Hello,
I regularly receive files from customers that I need to load into a database. I have built lookups that match a text field so that I can append additional data. This all works fine apart from a few challenging edge cases. For example, if I received a customer name like this "Customer - Name" where the hyphen is actually an ASCII (150 - enDash). In this situation even if my lookup also contains the exact same ascii string for the name (i.e. including the enDash) the JOIN tool is returning this as unmatched. I assume it's something to do with collation sequence choices that Alteryx is making?
Any ideas how to make this work? I have a similar problem with Kanji characters. Even though my lookup exactly matches the Kanji and I can write a "select" that works ok the Alteryx JOIN is not seeing a match.
I'm using a MySQL database.
Cheers
Dave
Solved! Go to Solution.
How about a hygiene process that turns enDash to Dash? Or to be safe, turns it to Pipe?

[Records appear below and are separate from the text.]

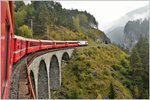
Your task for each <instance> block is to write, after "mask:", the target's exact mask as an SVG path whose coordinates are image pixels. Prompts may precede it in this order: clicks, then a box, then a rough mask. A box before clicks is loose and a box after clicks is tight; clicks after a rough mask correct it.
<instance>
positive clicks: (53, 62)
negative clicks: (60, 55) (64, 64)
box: [49, 55, 60, 90]
mask: <svg viewBox="0 0 150 100" xmlns="http://www.w3.org/2000/svg"><path fill="white" fill-rule="evenodd" d="M49 78H50V89H52V90H56V89H58V88H59V85H60V69H59V62H58V59H57V56H56V55H53V56H52V58H51V61H50V67H49Z"/></svg>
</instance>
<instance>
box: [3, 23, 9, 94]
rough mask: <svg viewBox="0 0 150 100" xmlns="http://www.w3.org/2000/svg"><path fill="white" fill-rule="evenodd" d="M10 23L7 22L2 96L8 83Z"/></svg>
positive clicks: (6, 23) (5, 40) (6, 28)
mask: <svg viewBox="0 0 150 100" xmlns="http://www.w3.org/2000/svg"><path fill="white" fill-rule="evenodd" d="M9 29H10V26H9V23H8V21H7V20H6V22H5V58H4V61H5V63H4V83H3V90H2V95H3V93H4V87H5V86H6V81H7V69H8V68H7V67H8V49H9V48H8V45H9Z"/></svg>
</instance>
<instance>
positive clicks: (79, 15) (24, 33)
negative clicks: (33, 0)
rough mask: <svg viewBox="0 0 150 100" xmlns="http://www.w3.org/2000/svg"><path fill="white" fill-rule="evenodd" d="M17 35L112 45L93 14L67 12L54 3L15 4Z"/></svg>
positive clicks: (16, 32)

Regex_Replace([Field],"\x150",'-')
If you do this to all incoming data, when you come to the join, it will be the same and the join will work for you. If you need to return the data, you can reverse the process and put the \x150 as the replacement for the substituted character. If you're reversing the process, that's why I suggested a PIPE character.
Thanks,
Mark
Thanks for getting back to me Mark.
I'm trying to successfully process the text I encounter rather than working around it. I get a whole mixture of European characters plus Chinese and Japanese. I want to find a way to read in all possibilities and handle them as seen if possible.
I'll keep your suggestion in mind for simpler one off stuff like the enDash character.
Thanks
Dave
ConvertFromCodepage(s, codePage)
Translates text from a code page to Unicode. See Code Pages.
This function might be what the doctor ordered.
https://community.alteryx.com/t5/Data-Preparation-Blending/Unicode-Matching-Function/m-p/523
Cheers,
Mark
Thanks again Mark. I had stumbled on the ConvertFromCodePage and ConvertToCodePage functions. Very useful.
For the benefit of the community, I have solved my particular problem. It perhaps highlights my own ignorance but let me share my findings.
It turns out that my problem was actually that my database table was not storing the characters correctly. When I was joining an excel spreadsheet to what should have been exact matches from a database table it turns out that the database had "trashed" the extended ASCII characters due to the column being "latin1". I changed the character set for the column to UTF8, cleared down the table and reloaded it. After that, the Kanji and the enDash were accurately matched between the spreadsheet and the database table. No further conversion was needed.
If like me, you're not that familiar with MySQL you may miss the subtlety of columns having their own character set. I was using SQL Yog and the "alter table" GUI functionality but this doesn't seem to show column-level character sets. It was only when I issued the "show create table <tablename>;" to get the DDL for the table that I realised what I was missing.
I hope this might help someone else struggling with a similar problem.